A cela s’ajoute le programme commun cher à tout conservatisme politique : refus du mariage homosexuel, du PACS ou de la légalisation de l’euthanasie. En ce qui concerne les droits des femmes, on peut parler d’une pensée clairement anti-avortement et du projet de mettre fin au programme de financement de fécondation in-vitro, initié par le précédent gouvernement.

En octobre 2015, dans un contexte marqué par la crise des réfugiés, c’est surtout le discours anti-migrants qui a séduit et qui trouve sa place dans le succès du PiS aux élections législatives.

Au niveau économique, Droit et Justice est en faveur de l’instauration d’une taxe sur les supermarchés et institutions bancaires qui appartiennent en majorité à des capitaux étrangers. Une « repolonisation » de l’économie comme ses leaders aiment la qualifier, fortement inspirée de la politique de Viktor Orban en Hongrie, autre pays dans le collimateur de Bruxelles.

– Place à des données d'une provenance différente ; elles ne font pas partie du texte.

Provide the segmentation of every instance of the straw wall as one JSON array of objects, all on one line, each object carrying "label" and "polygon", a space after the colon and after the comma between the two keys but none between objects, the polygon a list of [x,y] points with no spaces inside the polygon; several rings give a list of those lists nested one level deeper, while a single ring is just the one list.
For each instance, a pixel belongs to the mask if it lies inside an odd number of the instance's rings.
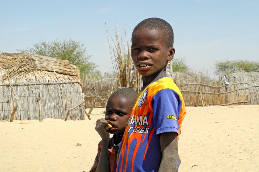
[{"label": "straw wall", "polygon": [[[6,70],[1,71],[0,79],[7,72]],[[83,100],[80,83],[77,80],[75,76],[40,71],[10,78],[10,83],[18,96],[14,119],[39,119],[37,99],[39,97],[44,119],[65,119],[69,109]],[[13,108],[15,96],[9,85],[8,80],[0,80],[0,120],[9,120]],[[70,112],[68,119],[83,120],[84,115],[79,107]]]}]

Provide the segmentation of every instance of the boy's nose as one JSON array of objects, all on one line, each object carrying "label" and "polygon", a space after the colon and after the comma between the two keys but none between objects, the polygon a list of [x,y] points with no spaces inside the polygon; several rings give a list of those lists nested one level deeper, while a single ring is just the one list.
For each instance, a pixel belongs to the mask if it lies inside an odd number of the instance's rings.
[{"label": "boy's nose", "polygon": [[148,52],[146,51],[141,51],[139,54],[138,57],[139,58],[148,58]]},{"label": "boy's nose", "polygon": [[109,120],[111,121],[114,121],[117,120],[117,115],[114,113],[110,116]]}]

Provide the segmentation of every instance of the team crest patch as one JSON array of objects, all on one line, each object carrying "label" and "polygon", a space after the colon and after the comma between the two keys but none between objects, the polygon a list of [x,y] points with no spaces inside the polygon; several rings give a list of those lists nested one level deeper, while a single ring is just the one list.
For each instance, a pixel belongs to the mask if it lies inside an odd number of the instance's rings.
[{"label": "team crest patch", "polygon": [[147,97],[147,90],[146,90],[142,93],[142,95],[140,96],[139,102],[138,103],[138,106],[139,107],[142,105],[144,102],[145,102],[145,99]]}]

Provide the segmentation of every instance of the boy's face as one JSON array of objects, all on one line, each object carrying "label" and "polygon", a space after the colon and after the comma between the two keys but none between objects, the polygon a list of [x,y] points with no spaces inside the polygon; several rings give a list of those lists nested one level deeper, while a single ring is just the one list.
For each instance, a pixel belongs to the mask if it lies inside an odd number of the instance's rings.
[{"label": "boy's face", "polygon": [[174,57],[174,48],[168,48],[160,30],[142,28],[136,31],[131,38],[131,58],[143,76],[160,71]]},{"label": "boy's face", "polygon": [[112,128],[109,131],[111,134],[117,134],[124,131],[134,102],[121,96],[112,96],[109,98],[107,102],[105,111],[106,120]]}]

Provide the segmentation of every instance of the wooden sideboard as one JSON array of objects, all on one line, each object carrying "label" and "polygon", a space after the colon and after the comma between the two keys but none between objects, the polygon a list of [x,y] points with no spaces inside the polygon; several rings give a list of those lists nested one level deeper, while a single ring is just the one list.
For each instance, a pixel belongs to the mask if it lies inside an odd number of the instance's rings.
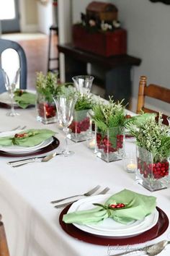
[{"label": "wooden sideboard", "polygon": [[94,82],[97,85],[102,81],[106,90],[106,98],[113,95],[115,100],[125,98],[125,103],[130,102],[132,90],[130,69],[133,66],[139,66],[141,59],[127,54],[104,57],[76,48],[71,43],[59,44],[58,48],[58,53],[65,56],[66,82],[73,82],[71,77],[74,75],[86,74],[87,64],[90,63],[100,77],[98,80],[97,75],[94,74]]}]

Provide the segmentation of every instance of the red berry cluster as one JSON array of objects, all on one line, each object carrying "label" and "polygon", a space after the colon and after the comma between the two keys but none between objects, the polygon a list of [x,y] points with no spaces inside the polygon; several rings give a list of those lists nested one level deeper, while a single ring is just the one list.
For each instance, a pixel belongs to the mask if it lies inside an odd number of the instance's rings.
[{"label": "red berry cluster", "polygon": [[117,135],[116,140],[116,148],[113,148],[112,142],[107,138],[107,136],[102,137],[100,133],[97,133],[97,144],[99,149],[103,149],[104,153],[116,152],[120,148],[122,148],[123,135]]},{"label": "red berry cluster", "polygon": [[20,133],[20,134],[16,133],[14,135],[15,138],[23,138],[23,137],[28,137],[28,134],[26,132]]},{"label": "red berry cluster", "polygon": [[153,174],[154,179],[161,179],[169,175],[169,163],[168,161],[147,164],[146,162],[142,161],[139,158],[138,159],[138,168],[144,178],[151,177],[151,174]]},{"label": "red berry cluster", "polygon": [[38,105],[38,111],[40,116],[46,117],[47,119],[55,116],[56,108],[55,106],[50,103],[41,103]]},{"label": "red berry cluster", "polygon": [[123,207],[125,207],[125,205],[122,202],[118,202],[117,204],[109,205],[110,208],[122,208]]},{"label": "red berry cluster", "polygon": [[86,117],[80,121],[73,121],[69,128],[73,133],[81,133],[81,132],[86,132],[90,127],[90,119]]}]

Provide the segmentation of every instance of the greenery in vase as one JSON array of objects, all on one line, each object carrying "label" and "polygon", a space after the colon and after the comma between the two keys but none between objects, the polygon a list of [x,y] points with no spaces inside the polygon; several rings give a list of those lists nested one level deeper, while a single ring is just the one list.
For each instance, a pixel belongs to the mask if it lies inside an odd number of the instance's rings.
[{"label": "greenery in vase", "polygon": [[47,75],[42,72],[37,73],[36,88],[37,91],[45,95],[45,100],[49,103],[53,102],[53,96],[58,93],[57,74],[48,72]]},{"label": "greenery in vase", "polygon": [[[141,116],[144,114],[141,114]],[[163,161],[170,157],[170,136],[169,128],[162,124],[161,115],[158,122],[155,115],[150,114],[143,122],[129,124],[130,133],[136,137],[137,145],[153,155],[153,162]]]},{"label": "greenery in vase", "polygon": [[105,132],[109,128],[124,127],[131,121],[126,118],[122,103],[123,100],[117,103],[110,98],[108,103],[100,101],[94,106],[91,117],[98,128]]},{"label": "greenery in vase", "polygon": [[92,109],[94,106],[94,102],[91,95],[81,95],[81,93],[77,93],[77,101],[75,105],[75,111],[88,110]]}]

D’un point de vue politique, le renforcement du pouvoir exécutif pour un système centralisé est de mise : le PiS cherche à accroître l’influence du Président dans les domaines judiciaires, médiatiques et des services secrets. C’est d’ailleurs ce qui a été mis en pratique ces derniers mois et qui est responsable du bras de fer actuel entre la Commission européenne et le gouvernement polonais.

 

Les réformes qui ont fait sourciller l’Europe

Tout a commencé par le limogeage des chefs des quatre services de renseignement et contre-espionnage polonais dans la nuit qui a suivi le vote de confiance accordé au parti de Kaczynski, et leur remplacement le lendemain par la Première ministre Beata Szydlo. L’opposition a dénoncé un “coup de force nocturne contre les services spéciaux”.

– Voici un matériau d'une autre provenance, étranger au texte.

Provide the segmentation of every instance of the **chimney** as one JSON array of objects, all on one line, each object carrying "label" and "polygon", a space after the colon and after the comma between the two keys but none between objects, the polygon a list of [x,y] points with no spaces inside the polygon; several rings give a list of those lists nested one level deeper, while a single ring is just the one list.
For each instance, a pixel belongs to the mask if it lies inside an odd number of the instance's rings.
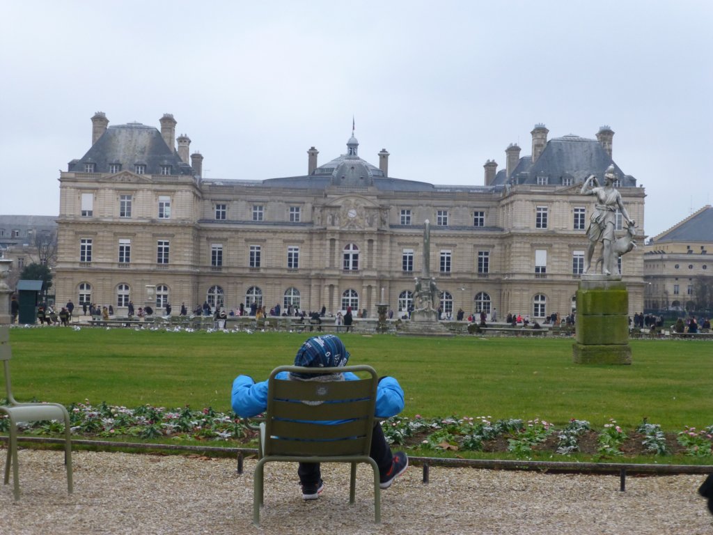
[{"label": "chimney", "polygon": [[486,185],[490,185],[495,181],[495,175],[498,171],[498,164],[495,160],[488,160],[483,167],[486,169]]},{"label": "chimney", "polygon": [[505,149],[505,156],[507,158],[507,165],[505,168],[508,178],[513,175],[513,171],[515,170],[515,168],[520,163],[520,148],[518,146],[517,143],[511,143]]},{"label": "chimney", "polygon": [[193,168],[193,174],[202,177],[203,175],[203,155],[199,152],[195,152],[190,155],[191,167]]},{"label": "chimney", "polygon": [[307,174],[311,175],[317,169],[317,155],[319,153],[314,147],[310,147],[307,151]]},{"label": "chimney", "polygon": [[530,133],[533,135],[533,163],[538,160],[542,151],[545,150],[545,146],[547,145],[547,134],[549,131],[545,128],[545,125],[538,123]]},{"label": "chimney", "polygon": [[98,111],[91,118],[91,144],[93,145],[101,135],[106,131],[109,120],[106,118],[103,111]]},{"label": "chimney", "polygon": [[[173,118],[172,113],[164,113],[160,122],[161,123],[161,136],[173,152],[176,150],[176,120]],[[188,162],[186,163],[188,163]]]},{"label": "chimney", "polygon": [[190,138],[185,134],[181,134],[178,139],[178,157],[188,163],[188,152],[190,148]]},{"label": "chimney", "polygon": [[379,168],[381,170],[384,176],[389,176],[389,152],[385,148],[379,153]]},{"label": "chimney", "polygon": [[597,132],[597,141],[602,144],[609,157],[612,157],[612,140],[614,138],[614,131],[607,126],[600,126]]}]

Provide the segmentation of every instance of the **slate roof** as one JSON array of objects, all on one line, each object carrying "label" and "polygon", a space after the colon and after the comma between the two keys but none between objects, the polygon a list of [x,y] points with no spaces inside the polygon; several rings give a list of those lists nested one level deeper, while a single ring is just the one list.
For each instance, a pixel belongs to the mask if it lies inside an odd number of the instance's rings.
[{"label": "slate roof", "polygon": [[563,178],[571,178],[576,184],[596,175],[603,184],[604,171],[612,164],[622,187],[636,186],[636,179],[620,168],[599,141],[570,134],[548,141],[535,163],[532,156],[520,158],[509,179],[506,170],[501,169],[493,183],[537,184],[538,176],[546,176],[548,184],[561,185]]},{"label": "slate roof", "polygon": [[95,173],[109,173],[110,164],[120,163],[122,170],[132,172],[135,165],[145,165],[147,175],[160,174],[162,165],[170,165],[173,175],[193,174],[157,128],[140,123],[109,126],[86,154],[69,163],[68,170],[83,172],[85,163],[94,163]]},{"label": "slate roof", "polygon": [[713,207],[704,206],[652,239],[655,244],[665,242],[713,242]]}]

Puis, quelques jours après, Le Président Andrzej Duda s’attaquait aux médias publics : selon le PiS, il s’agit de redéfinir leur mission de service public et d’en faire des « médias nationaux ». Le premier volet d’une loi plus radicale prévue pour le printemps a été promulgué début janvier. Désormais, le ministère du Trésor assure la nomination des dirigeants des médias publics et a le pouvoir de révoquer, avec effet immédiat et sans justification, les personnalités actuelles. En d’autres termes, les concours n’existent plus : tout se fait sous la tutelle du ministère.

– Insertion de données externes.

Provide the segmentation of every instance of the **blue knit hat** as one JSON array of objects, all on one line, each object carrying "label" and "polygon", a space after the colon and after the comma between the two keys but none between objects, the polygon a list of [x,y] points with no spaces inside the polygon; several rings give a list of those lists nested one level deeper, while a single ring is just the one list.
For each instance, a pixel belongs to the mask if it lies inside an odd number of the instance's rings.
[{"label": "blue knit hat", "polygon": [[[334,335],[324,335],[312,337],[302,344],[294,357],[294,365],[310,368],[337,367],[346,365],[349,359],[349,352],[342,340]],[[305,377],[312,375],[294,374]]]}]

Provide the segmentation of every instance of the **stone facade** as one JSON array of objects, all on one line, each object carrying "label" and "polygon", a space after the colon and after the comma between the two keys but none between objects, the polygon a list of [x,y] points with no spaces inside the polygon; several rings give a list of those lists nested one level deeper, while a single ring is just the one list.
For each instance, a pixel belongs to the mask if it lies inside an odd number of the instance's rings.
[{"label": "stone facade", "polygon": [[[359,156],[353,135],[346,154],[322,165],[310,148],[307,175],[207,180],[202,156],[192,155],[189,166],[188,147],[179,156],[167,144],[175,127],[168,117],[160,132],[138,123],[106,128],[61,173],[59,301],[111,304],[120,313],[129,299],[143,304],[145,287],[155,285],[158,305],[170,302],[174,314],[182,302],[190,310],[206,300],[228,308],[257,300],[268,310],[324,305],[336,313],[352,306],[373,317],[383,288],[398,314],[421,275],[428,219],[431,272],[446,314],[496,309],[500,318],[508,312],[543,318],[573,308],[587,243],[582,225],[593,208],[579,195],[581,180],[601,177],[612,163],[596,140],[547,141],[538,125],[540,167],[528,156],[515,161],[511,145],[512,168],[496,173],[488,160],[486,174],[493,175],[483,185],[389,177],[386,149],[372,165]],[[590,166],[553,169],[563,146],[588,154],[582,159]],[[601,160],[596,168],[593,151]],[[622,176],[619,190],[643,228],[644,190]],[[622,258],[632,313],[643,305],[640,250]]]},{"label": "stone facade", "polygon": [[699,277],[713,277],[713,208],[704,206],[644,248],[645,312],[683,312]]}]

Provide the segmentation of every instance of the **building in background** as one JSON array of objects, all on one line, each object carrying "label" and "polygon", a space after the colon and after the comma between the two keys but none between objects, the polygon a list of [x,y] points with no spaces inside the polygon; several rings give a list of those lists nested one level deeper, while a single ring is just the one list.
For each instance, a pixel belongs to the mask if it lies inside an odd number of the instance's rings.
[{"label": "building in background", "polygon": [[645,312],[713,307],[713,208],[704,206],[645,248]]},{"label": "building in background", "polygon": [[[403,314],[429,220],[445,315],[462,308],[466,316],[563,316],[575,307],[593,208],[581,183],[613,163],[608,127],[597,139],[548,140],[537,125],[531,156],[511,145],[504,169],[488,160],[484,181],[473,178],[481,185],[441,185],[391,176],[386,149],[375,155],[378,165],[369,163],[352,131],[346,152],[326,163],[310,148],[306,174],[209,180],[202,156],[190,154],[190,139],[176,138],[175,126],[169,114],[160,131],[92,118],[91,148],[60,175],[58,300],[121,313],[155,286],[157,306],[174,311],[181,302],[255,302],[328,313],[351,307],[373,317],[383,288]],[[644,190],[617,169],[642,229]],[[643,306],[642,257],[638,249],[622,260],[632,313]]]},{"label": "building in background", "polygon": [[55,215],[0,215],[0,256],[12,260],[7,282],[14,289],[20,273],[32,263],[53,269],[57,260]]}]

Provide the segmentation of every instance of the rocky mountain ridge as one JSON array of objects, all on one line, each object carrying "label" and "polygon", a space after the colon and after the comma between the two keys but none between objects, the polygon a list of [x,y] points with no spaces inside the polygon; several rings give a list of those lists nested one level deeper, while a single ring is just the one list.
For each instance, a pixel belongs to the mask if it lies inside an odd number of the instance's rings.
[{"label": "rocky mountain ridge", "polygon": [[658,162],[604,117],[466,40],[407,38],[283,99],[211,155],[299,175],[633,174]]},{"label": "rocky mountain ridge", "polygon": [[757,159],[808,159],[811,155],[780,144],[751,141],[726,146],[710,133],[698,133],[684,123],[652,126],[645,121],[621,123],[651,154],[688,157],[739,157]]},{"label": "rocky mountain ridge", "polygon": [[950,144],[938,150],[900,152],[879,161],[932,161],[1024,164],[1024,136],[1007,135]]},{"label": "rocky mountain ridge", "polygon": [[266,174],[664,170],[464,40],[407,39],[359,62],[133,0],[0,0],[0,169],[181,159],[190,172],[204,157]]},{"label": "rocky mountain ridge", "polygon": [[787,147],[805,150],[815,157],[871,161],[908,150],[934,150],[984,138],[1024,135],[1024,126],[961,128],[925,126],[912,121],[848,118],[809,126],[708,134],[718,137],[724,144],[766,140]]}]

Les rédactions redoutent « la purge » attendue pour le printemps : il est prévu que tous les employés soient limogés et réembauchés peu après une « vérification » aux contours flous. De même, certains journalistes ont confié à la presse la peur de voir les médias devenir le vecteur de la propagande patriotique du PiS.

Les médias privés ne sont toutefois pas plus à l’abri, puisque l’une des mesures économiques de Droit et Justice consiste à taxer les capitaux étrangers. De plus, les tribunaux se sont vus interdire leur abonnement à des journaux d’opposition tels que la Gazeta Wyborcza.

Une autre mainmise qui a fait réagir est la loi sur le Tribunal constitutionnel, qui interroge du point de vue de la séparation des pouvoirs : le PiS, qui y a déjà placé cinq juges de son choix, a introduit la règle de la majorité qualifiée des deux tiers, qui exigent que 13 juges sur les 15 soient présents pour statuer contre 9 auparavant. L’ajout de délais obligatoires de trois à six mois (14 jours jusqu’à maintenant) fait également parler : cela annonce des retards importants et donc une paralysie du fonctionnement du Tribunal. Le Président peut également révoquer un juge constitutionnel qui ne lui plairait pas. Le principe de l’indépendance des juges disparaît ainsi totalement. La paralysie du Tribunal constitutionnel inquiète les spécialistes qui y voient une feinte du gouvernement pour faire passer des lois au contenu douteux dans les années à venir. Pourquoi en effet s’acharner sur le Tribunal si les intentions prévues par le gouvernement étaient constitutionnelles ?

La Pologne dans la rue : « Non à la “poutinisation” »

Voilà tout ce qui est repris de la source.